Ellen Burka

Nederlands schaatsster

Ellen Ruth Burka-Danby (Amsterdam, 11 augustus 1921Toronto, 12 september 2016)[1][2] was een Nederlands kunstschaatsster en Canadees kunstschaatscoach.

Ellen Burka
Ellen Burka-Danby (ca. 1990)
Persoonlijke informatie
Geboortedatum 11 augustus 1921
Geboorteplaats Amsterdam
Geboorteland Vlag van Nederland Nederland
Overlijdensdatum 12 september 2016
Overlijdensplaats Toronto
Overlijdensland Vlag van Canada Canada
Sportieve informatie
Specialisatie(s) kunstschaatsen
Actieve jaren 1930-1950
Portaal  Portaalicoon   Schaatsen

Biografie bewerken

Danby werd geboren uit Joodse ouders, wijnhandelaar Paul Josef Danby en Rosie Goldstein, die elkaar in Engeland ontmoet hadden. Ze werd niet religieus opgevoed, maar er werden wel Joodse feesten gevierd[3]. In haar jeugd begon ze met kunstschaatsen en won wedstrijden toen de sport in Nederland nog geen officiële nationale titel kende. Samen met haar vriendin Elsbeth Bon-Meijer, die slechts enkele maanden vóór haar overleed, was ze één van de eerste echte kunstrijdames in Nederland[4]. Vanuit de Veronesestraat in Zuid ging ze naar de ijsbaan in Oost, naast het Sportfondsenbad. Gedurende de Tweede Wereldoorlog zat Danby in de concentratiekampen Westerbork en Theresienstadt. In Westerbork liet zij zich registreren als 'Nederlands kampioene kunstrijden', hoewel die titel pas in 1951 werd ingevoerd. Haar ouders en zieke grootmoeder (Clara Dambitsch) werden vrijwel direct afgevoerd naar Sobibór, waar ze omgebracht werden[5]. Ze overleefde omdat kampcommandant Albert Konrad Gemmeker geïnteresseerd was in kunstschaatsen. Ze mocht haar schaatsen en schaatskleding op laten sturen en oefenen op de bevroren vijver.[6] Ook kwam ze regelmatig bij Gemmeker in huis om kookadvies te geven. Op een bepaald moment moesten alle vrouwen van haar afdeling op transport naar Auschwitz en andere vernietigingskampen, maar Danby was de enige die overbleef. De vriendin van Gemmeker zorgde ervoor dat Ellen Danby niet naar Sobibór gestuurd werd, maar naar Theresienstadt. Daar ontmoette ze de Tsjechische kunstenaar Jan Burka. Ze overleefde beide kampen en nam deel aan een speciaal sport- en amusementsprogramma. Hij overleefde ook de kampen.

Schaatscoach bewerken

Na de bevrijding van het kamp liepen Ellen Danby en Jan Burka in twee weken naar Amsterdam. Daar begon ze weer te schaatsen, ditmaal in de Apollohal, waar door de Canadese bevrijders een ijsbaan was aangelegd. Op 31 maart 1946 op de Hokij in Den Haag en later in 1947 won ze het officieuze Nederlands kampioenschap kunstrijden. Ook trad het paar in het huwelijk.

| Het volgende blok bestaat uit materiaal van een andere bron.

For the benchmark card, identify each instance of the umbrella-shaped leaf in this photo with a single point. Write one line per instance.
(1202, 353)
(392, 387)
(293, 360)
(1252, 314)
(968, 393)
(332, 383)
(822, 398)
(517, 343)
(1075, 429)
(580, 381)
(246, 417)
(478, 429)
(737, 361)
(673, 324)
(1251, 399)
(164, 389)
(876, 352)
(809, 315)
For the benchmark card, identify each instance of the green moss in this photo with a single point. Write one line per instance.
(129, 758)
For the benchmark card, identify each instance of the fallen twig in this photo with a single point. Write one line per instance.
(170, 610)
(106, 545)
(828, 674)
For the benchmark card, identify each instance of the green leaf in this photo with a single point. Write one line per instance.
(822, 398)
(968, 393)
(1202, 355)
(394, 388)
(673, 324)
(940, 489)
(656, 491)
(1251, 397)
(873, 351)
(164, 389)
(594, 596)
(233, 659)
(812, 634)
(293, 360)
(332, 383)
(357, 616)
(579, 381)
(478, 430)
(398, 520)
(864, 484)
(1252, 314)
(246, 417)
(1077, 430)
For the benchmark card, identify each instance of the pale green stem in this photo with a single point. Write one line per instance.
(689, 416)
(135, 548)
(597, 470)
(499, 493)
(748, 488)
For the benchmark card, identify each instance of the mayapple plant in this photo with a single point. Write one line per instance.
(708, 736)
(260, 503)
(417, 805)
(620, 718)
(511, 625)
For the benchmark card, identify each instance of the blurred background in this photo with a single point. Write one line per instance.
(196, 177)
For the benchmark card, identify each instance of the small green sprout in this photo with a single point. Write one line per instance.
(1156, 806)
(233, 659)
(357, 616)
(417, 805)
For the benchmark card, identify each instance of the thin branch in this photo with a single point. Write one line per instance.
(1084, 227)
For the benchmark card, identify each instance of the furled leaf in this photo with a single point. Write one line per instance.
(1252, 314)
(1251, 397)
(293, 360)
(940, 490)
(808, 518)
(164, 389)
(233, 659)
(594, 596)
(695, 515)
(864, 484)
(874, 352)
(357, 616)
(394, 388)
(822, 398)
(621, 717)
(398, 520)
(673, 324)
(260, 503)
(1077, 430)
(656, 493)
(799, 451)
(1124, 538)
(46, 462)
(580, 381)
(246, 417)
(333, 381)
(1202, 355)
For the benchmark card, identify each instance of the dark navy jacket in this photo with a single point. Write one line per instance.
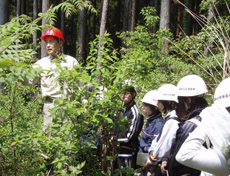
(153, 129)
(129, 136)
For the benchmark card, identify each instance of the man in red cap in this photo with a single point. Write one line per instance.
(50, 87)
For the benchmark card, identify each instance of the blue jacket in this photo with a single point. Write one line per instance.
(153, 129)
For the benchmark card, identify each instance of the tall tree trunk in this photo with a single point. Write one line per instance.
(180, 14)
(190, 18)
(102, 29)
(63, 24)
(18, 11)
(156, 6)
(45, 7)
(82, 34)
(23, 7)
(164, 21)
(35, 34)
(133, 15)
(209, 18)
(4, 11)
(165, 14)
(127, 19)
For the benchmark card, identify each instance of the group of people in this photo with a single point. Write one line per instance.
(183, 136)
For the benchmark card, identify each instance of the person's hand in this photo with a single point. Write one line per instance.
(152, 157)
(145, 166)
(163, 165)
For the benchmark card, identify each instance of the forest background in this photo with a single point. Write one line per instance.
(151, 42)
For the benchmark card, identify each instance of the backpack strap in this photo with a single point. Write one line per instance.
(197, 122)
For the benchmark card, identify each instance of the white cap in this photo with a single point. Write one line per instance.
(150, 97)
(167, 92)
(191, 85)
(222, 93)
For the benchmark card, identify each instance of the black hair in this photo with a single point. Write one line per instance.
(186, 107)
(168, 105)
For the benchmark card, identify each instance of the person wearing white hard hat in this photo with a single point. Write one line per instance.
(215, 125)
(153, 126)
(190, 89)
(127, 137)
(167, 103)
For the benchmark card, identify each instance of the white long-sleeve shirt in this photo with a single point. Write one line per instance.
(193, 154)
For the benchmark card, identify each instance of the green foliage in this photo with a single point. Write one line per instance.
(83, 120)
(149, 16)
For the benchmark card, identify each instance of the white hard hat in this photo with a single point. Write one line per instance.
(167, 92)
(191, 85)
(222, 93)
(100, 94)
(150, 97)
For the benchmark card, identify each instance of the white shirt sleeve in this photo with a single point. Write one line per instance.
(193, 154)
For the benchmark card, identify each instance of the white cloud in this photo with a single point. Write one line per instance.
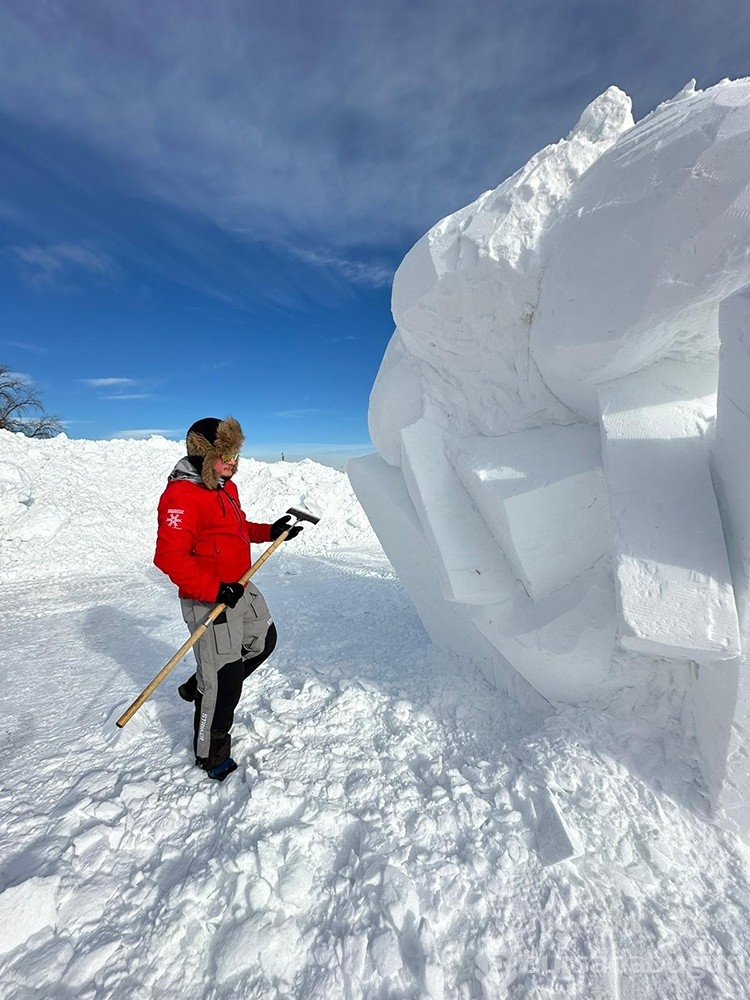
(130, 396)
(62, 264)
(19, 345)
(167, 432)
(301, 413)
(103, 383)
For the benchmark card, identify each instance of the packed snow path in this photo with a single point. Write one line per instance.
(396, 827)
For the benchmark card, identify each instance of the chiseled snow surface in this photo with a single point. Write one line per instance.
(396, 825)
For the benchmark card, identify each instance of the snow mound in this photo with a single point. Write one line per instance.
(548, 402)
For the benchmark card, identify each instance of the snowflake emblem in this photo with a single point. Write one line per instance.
(174, 518)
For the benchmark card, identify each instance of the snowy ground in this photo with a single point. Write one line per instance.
(394, 828)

Toen de Koude Oorlog uitbrak, wilde Burka emigreren. Ze vroegen visa aan voor de Verenigde Staten en Canada, en toen het visum van Canada binnenkwam, besloten ze in 1950 naar Toronto te gaan. Ze hadden inmiddels twee dochters. In 1954 verliet Jan Burka zijn gezin echter. Ellen ging vervolgens aan de slag als kunstschaatscoach bij de Granite Club in Toronto en was coach van onder anderen haar oudste dochter Petra (brons Olympische Winterspelen 1964 en goud Wereldkampioenschappen kunstschaatsen 1965), Toller Cranston (zes Canadese titels en brons Olympische Winterspelen 1976), Tracey Wainman en Christopher Bowman. Met Elvis Stojko (wereldkampioen in 1994, 1995 en 1997 en olympisch zilver in 1994 en 1998) was Burka het meest succesvol.

Ze werd onderscheiden in 1978 met de Orde van Canada en in 1996 opgenomen in Canada's Sports Hall of Fame. Haar andere dochter, Astra, maakte over haar periode in Canada de documentaire Skate to Survive.[7][8]

In januari 2015 kwam Burka als 93-jarige even terug naar Nederland. Met mensen van het programma Andere Tijden Sport bracht ze een bezoek aan Kamp Westerbork en kreeg van de KNSB op de Jaap Edenbaan de onderscheiding Blijk van Erkenning[9].

Ze overleed uiteindelijk op 95-jarige leeftijd. Tijdens haar leven was Burka succesvol als coach op 26 WK's en 7 Winterspelen[10].